Terrenos em condomínio e carros de luxo contrastam com o salário de R$ 11,9 mil

Baronesa Motors vendia carros de luxo e pertencia ao policial delatado por Antonio Vinícius Gritzbach - Imagem: Reprodução / redes sociais | Reprodução / Record TV

Marina Milani Publicado em 21/11/2024, às 08h10

O investigador da Polícia Civil Eduardo Lopes Monteiro, acusado de envolvimento em irregularidades na investigação sobre a morte do traficante Anselmo Santa Fausta, conhecido como Cara Preta, viu seu nome envolvido em novas polêmicas. Monteiro foi mencionado por Antonio Vinícius Gritzbach, delator executado no Aeroporto Internacional de São Paulo no último dia 8, como parte de um esquema que teria incluído pedidos de propina de R$ 40 milhões e desaparecimento de bens apreendidos.

Apesar de um salário líquido de R$ 11,9 mil, Monteiro foi sócio de duas empresas: a MD Construções e a Baronesa Motors. A primeira é dona de terrenos em condomínios de alto padrão em Bragança Paulista, enquanto a segunda negociava carros importados de luxo, como Mercedes-Benz e BMW.

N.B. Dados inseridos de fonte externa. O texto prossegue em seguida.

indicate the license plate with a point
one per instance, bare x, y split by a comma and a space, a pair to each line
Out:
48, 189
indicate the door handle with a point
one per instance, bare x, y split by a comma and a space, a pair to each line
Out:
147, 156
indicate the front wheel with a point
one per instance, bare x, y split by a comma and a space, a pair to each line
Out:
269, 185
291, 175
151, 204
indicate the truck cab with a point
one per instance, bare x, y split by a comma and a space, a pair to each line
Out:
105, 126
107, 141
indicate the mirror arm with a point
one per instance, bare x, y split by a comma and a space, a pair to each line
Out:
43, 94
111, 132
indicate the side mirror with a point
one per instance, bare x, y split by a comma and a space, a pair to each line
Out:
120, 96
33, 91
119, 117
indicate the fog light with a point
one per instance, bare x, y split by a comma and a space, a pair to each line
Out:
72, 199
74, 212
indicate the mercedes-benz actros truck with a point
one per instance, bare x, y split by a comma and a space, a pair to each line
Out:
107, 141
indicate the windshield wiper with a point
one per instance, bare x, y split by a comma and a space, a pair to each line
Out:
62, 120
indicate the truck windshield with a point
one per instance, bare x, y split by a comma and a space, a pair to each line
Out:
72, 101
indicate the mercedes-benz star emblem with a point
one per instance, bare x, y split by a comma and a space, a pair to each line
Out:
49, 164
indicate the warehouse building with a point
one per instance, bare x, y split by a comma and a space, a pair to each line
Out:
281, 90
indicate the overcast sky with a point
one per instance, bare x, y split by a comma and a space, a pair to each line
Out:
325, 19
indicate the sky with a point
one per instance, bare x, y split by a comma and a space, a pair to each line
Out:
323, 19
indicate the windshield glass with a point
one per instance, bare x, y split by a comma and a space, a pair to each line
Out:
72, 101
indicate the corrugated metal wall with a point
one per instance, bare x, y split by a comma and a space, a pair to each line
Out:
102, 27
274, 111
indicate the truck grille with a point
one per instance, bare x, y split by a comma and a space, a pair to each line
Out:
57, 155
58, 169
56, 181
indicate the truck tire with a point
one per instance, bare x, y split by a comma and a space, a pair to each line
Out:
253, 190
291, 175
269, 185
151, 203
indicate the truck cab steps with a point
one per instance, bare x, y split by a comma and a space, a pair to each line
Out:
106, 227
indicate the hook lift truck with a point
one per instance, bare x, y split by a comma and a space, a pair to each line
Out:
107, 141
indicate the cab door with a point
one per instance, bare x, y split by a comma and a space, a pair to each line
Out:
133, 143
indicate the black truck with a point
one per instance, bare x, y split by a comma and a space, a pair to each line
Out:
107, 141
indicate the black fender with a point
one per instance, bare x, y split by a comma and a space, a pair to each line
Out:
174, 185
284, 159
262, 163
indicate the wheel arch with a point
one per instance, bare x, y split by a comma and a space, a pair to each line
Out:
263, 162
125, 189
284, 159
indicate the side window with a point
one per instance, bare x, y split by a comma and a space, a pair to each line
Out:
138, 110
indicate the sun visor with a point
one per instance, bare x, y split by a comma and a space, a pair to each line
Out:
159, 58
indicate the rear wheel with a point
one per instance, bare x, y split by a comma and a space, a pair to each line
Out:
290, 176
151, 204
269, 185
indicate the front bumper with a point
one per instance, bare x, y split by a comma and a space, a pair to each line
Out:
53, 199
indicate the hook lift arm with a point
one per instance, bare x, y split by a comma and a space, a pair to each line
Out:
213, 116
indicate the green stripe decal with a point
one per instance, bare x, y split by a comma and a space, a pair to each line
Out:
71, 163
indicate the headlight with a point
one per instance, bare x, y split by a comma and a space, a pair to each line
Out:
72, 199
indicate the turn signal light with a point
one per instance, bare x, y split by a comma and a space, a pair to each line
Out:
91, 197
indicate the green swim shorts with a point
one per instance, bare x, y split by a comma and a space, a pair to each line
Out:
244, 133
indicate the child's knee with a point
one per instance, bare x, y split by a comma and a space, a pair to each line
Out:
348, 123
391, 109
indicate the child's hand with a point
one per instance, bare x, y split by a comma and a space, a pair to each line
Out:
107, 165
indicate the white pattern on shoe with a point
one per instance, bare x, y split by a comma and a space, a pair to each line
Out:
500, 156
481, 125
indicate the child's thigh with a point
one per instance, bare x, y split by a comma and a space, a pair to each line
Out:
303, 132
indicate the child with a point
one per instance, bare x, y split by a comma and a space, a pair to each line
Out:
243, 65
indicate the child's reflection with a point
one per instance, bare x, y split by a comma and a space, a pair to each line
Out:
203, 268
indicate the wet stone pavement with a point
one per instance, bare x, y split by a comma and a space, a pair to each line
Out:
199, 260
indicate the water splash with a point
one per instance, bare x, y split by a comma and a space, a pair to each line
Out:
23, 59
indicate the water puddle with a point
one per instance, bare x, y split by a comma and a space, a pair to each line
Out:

Embora tenha se retirado das empresas em 2023, sua esposa, médica, permanece como sócia. A Baronesa Motors, inclusive, tinha como parceiro o filho do ex-delegado do Dops, Lourival Gaeta, acusado de tortura durante a ditadura militar.

Os bens de Monteiro, incluindo terrenos e imóveis, estão sob investigação da Corregedoria da Polícia Civil.

O advogado de Monteiro, Daniel Bialski, classificou as acusações de "falaciosas e mentirosas", alegando que os fatos já foram arquivados pelo Ministério Público e que as empresas foram devidamente declaradas.

A denúncia de Gritzbach também envolveu outros policiais, acusados de pedir propina milionária e de sumir com itens valiosos, como relógios de luxo. Monteiro e outros agentes foram afastados, e as investigações seguem sob apuração da Secretaria de Segurança Pública de São Paulo.